Halsey, Kesha seek the best mix of empowerment and weirdness



Both Halsey (Ashley Frangipane) and Kesha (Sebert) debuted in the mid-teens as purveyors of the odd and outrageous. Intervening years have seen singers from Billie Eilish to Solange steering pop into bizarre time signatures and stranger arrangements. Halsey and Kesha have new January albums emphasizing women’s empowerment, but they keep things weird for weirdness’ sake.

Halsey meets both goals in Manic (Capitol Records). She’s always collaborated with A-listers, and here welcomes such guests as Alanis Morissette and BTS’ Suga to Manic’s 16 glitzy and unique tracks. Halsey no doubt knows her best moments are the simplest, in unadorned tracks like “Clementine,” but the Jan. 10 video release of “You Should Be Sad,” melding country line-dance and orgy, shows that she can hardly be called trite.

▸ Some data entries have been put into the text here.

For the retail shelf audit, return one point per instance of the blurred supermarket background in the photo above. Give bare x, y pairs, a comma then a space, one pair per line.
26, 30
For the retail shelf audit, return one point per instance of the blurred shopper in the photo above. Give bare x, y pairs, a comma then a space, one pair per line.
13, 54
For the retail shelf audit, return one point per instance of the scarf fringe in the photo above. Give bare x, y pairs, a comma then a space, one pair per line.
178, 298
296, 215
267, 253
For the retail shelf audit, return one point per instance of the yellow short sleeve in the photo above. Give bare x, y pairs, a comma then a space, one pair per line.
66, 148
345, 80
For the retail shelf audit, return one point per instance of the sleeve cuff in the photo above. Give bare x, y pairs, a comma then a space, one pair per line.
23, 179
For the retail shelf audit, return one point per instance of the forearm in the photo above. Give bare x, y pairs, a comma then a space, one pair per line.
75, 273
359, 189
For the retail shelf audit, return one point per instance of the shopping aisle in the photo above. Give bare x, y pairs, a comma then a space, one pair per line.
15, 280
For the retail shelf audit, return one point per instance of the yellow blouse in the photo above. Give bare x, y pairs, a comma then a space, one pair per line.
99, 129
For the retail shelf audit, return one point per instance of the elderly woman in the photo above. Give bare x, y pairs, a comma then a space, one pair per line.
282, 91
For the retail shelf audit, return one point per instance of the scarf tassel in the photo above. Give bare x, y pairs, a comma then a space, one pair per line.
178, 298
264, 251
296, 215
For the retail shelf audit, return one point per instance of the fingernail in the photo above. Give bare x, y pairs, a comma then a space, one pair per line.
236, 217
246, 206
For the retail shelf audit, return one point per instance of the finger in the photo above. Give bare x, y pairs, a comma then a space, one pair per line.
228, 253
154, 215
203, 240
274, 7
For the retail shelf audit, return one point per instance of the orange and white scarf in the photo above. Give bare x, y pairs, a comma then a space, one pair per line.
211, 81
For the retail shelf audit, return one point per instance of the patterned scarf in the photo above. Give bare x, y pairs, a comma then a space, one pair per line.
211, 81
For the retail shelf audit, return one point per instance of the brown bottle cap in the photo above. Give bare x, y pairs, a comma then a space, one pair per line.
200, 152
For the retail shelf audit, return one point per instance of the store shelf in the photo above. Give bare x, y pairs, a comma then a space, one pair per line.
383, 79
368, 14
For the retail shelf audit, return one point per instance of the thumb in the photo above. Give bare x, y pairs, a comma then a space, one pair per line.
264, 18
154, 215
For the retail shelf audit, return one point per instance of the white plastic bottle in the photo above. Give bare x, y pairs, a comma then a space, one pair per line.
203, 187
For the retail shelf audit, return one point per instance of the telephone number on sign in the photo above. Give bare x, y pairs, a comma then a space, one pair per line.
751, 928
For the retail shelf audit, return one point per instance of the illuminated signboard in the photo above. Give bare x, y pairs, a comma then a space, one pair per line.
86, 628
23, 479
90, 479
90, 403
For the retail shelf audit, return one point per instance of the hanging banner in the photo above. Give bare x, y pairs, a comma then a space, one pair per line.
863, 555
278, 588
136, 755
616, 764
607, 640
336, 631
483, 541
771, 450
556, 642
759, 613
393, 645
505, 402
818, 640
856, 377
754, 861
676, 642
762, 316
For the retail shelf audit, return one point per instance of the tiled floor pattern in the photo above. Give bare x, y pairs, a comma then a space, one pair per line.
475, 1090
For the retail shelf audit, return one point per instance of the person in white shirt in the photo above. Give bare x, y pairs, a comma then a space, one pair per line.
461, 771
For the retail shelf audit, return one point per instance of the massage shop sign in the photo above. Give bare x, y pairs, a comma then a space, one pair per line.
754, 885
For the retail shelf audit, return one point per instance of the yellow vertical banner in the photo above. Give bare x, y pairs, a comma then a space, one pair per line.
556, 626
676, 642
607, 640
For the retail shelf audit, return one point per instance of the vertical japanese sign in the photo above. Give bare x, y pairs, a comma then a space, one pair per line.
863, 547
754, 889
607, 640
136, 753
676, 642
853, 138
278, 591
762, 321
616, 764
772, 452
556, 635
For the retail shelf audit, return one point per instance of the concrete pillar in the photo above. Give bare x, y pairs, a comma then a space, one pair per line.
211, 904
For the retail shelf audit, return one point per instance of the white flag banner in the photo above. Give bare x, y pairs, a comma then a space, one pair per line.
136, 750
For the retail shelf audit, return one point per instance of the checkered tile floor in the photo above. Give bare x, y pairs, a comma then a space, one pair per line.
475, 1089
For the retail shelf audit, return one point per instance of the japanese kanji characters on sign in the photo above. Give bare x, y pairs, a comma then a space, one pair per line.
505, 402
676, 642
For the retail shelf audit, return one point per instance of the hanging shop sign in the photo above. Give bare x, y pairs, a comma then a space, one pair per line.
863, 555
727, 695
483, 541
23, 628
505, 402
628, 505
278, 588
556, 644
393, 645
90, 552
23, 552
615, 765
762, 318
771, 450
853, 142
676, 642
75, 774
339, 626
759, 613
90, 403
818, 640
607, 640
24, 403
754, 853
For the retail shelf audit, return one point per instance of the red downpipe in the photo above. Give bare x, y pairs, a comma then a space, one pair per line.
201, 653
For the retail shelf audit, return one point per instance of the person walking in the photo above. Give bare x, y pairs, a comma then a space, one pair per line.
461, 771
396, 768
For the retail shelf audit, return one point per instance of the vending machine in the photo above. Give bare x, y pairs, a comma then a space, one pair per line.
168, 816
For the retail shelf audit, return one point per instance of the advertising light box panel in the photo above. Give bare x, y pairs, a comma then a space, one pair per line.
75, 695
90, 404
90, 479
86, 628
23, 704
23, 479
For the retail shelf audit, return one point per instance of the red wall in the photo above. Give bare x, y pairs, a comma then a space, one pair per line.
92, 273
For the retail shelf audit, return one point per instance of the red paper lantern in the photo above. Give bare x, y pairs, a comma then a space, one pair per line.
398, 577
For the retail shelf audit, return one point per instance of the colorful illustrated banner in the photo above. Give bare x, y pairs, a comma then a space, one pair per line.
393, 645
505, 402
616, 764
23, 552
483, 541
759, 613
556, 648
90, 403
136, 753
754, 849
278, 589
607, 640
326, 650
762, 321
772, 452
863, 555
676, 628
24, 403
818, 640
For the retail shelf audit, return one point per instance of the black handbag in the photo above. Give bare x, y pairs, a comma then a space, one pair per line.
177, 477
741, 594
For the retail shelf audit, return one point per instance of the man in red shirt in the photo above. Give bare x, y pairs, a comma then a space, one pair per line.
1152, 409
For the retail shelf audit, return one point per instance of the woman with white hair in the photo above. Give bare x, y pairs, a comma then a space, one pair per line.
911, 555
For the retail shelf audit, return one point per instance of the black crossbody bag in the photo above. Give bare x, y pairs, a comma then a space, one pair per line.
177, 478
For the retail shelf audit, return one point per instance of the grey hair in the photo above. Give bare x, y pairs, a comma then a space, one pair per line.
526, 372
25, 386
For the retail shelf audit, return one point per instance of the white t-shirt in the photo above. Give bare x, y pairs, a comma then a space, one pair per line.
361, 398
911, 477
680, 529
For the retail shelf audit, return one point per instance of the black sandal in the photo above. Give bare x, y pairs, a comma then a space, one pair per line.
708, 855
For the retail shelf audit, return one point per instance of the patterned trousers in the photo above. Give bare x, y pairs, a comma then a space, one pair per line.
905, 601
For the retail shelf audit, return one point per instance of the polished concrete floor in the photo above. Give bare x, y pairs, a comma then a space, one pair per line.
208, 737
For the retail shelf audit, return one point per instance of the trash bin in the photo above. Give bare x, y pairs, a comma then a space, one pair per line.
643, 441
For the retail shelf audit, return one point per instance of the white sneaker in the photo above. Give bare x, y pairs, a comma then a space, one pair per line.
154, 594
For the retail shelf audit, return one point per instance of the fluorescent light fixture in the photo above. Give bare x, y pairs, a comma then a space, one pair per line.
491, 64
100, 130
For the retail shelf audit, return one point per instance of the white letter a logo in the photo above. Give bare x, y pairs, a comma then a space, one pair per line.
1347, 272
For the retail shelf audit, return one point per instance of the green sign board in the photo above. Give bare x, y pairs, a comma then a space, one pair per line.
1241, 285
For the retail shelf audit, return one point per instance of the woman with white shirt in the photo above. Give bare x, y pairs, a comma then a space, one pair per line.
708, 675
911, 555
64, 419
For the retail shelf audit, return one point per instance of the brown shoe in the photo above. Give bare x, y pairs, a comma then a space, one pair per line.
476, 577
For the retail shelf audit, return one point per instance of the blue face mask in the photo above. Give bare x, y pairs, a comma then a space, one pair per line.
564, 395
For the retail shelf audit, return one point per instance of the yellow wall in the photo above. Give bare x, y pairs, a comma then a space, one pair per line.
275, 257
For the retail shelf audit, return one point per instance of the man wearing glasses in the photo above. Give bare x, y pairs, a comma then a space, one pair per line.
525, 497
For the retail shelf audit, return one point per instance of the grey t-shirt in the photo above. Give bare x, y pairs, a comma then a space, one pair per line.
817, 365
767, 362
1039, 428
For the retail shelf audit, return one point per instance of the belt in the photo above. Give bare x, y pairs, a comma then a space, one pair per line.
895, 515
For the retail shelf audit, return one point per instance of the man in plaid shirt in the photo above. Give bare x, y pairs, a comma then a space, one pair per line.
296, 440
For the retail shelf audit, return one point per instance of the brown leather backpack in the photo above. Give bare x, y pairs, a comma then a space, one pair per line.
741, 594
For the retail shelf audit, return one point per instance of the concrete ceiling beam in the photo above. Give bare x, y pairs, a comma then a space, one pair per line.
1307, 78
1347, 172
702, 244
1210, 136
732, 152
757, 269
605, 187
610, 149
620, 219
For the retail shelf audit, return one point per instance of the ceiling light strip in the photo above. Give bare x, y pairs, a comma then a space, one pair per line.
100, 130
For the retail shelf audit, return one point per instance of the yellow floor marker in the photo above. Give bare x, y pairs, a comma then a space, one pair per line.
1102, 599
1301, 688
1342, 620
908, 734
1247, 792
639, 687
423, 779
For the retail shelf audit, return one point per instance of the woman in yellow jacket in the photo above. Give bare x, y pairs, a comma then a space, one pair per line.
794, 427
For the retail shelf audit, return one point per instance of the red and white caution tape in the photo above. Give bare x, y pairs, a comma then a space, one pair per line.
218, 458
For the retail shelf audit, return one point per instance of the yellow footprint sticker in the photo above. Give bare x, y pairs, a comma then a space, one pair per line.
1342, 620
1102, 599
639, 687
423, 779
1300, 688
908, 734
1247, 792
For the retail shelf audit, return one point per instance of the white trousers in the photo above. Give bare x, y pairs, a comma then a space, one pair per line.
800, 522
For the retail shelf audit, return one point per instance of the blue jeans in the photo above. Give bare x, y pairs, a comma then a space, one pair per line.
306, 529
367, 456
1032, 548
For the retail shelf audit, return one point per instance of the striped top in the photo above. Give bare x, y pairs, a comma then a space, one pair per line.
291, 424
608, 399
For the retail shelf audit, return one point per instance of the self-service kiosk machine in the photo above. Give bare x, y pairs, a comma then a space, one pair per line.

Kesha, though, can claim more genuine country influence in High Road (RCA/Kemosabe), surprising given her hip-hop drunkard’s anthem “Tik Tok.” After breaking from producer Dr. Luke, Kesha recorded a mostly country liberation album, Rainbow, in 2016. Her new effort recruits Brian Wilson and country bad-boy Sturgill Simpson as collaborators. Tracks that resemble Maren Morris, like “Resentment,” stand out, though rowdier hits like “Raising Hell” prove Kesha just wants to have fun.